The pace of U.S. home-price growth fell below the rate of inflation for the first time in years in June, as the once-booming Sunbelt and West regions swapped places with the formerly lagging Midwest and Northeast, S&P Dow Jones Indices said.
“This reversal is historically significant: During the pandemic surge, home values were climbing at double-digit annual rates that far exceeded inflation, building substantial real wealth for homeowners,” said Nicholas Godec, head of fixed income tradables and commodities at S&P Dow Jones Indices. “Now, American housing wealth has actually declined in inflation-adjusted terms over the past year — a notable erosion that reflects the market’s new equilibrium.”
The S&P Cotality Case-Shiller U.S. National Home Price Index rose 1.9% year over year in June, down from the 2.3% annual gain measured in May.
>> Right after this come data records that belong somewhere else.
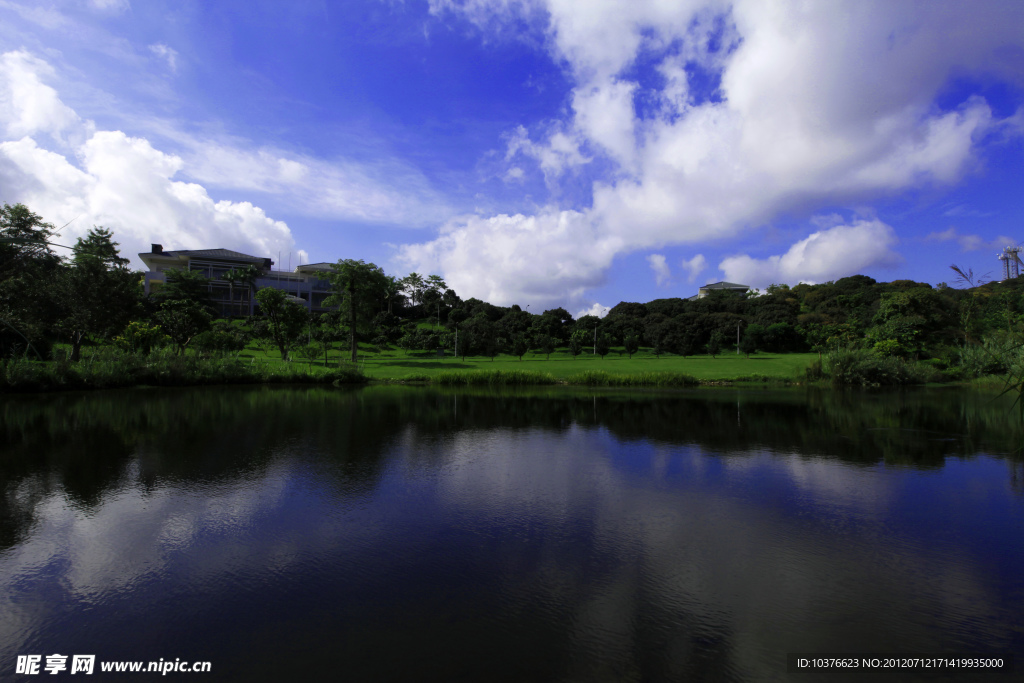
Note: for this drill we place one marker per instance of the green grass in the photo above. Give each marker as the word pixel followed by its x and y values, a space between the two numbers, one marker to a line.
pixel 643 369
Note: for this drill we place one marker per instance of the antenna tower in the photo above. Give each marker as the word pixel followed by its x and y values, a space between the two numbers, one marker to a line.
pixel 1011 261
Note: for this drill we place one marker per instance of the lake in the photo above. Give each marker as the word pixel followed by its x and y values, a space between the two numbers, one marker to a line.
pixel 409 534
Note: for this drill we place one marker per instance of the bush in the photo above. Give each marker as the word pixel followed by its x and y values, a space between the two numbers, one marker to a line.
pixel 108 368
pixel 861 368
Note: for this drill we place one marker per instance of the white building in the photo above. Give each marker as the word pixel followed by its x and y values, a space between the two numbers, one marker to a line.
pixel 308 282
Month over month, the index rose 0.1%.
The 10-city composite index rose 2.1% year over year, down from a 3.4% increase in May, while the 20-city composite also rose 2.1%, down from 2.8% in May.
In Seattle, home prices slid 0.9% year over year in June, down from a 1.8% gain in May.
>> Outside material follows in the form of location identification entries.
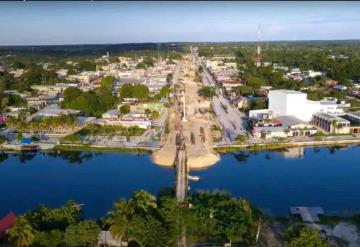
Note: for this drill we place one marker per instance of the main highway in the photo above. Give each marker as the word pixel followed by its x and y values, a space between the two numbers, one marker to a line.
pixel 231 119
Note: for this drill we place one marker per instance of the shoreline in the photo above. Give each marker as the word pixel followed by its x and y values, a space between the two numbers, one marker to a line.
pixel 217 148
pixel 280 145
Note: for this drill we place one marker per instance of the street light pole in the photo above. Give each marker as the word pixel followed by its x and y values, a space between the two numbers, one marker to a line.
pixel 212 217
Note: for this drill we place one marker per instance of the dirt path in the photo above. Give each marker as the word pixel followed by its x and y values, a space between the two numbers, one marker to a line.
pixel 197 128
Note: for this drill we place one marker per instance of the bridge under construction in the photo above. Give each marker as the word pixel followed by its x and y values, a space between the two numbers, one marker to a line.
pixel 181 169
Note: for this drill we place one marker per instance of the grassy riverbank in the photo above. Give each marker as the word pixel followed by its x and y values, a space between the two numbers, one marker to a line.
pixel 277 146
pixel 87 148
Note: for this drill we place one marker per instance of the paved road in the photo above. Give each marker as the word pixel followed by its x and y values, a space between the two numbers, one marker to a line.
pixel 231 119
pixel 181 180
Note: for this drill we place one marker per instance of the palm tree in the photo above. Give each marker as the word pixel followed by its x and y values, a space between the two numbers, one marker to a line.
pixel 22 232
pixel 119 220
pixel 143 201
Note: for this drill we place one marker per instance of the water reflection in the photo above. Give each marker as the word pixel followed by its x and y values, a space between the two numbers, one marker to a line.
pixel 73 157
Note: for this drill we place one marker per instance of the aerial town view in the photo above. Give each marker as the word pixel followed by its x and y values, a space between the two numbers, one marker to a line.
pixel 179 124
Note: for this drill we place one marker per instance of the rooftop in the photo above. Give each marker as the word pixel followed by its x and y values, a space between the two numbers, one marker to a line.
pixel 307 214
pixel 287 121
pixel 286 91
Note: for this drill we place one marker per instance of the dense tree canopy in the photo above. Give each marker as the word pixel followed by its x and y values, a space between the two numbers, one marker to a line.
pixel 138 91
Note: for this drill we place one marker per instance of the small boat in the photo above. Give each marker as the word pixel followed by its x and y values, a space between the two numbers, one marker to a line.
pixel 194 178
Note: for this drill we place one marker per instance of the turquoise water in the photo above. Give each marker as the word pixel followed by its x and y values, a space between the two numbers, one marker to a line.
pixel 272 181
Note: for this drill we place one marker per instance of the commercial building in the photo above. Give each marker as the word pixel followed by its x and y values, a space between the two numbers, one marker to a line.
pixel 295 103
pixel 331 123
pixel 282 127
pixel 347 123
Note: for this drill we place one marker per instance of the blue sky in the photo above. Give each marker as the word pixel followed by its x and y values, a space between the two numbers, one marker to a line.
pixel 41 23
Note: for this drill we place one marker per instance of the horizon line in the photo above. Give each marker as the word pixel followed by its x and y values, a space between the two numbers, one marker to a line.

“The regional rotation from Sun Belt to traditional industrial centers likely reflects more sustainable fundamentals — employment growth, relative affordability and demographic shifts that favor established metros over speculative markets,” Godec said. “While this represents a loss of the extraordinary gains homeowners enjoyed from 2020-2022, it may signal a healthier long-term trajectory where housing appreciation aligns more closely with broader economic fundamentals rather than speculative excess.”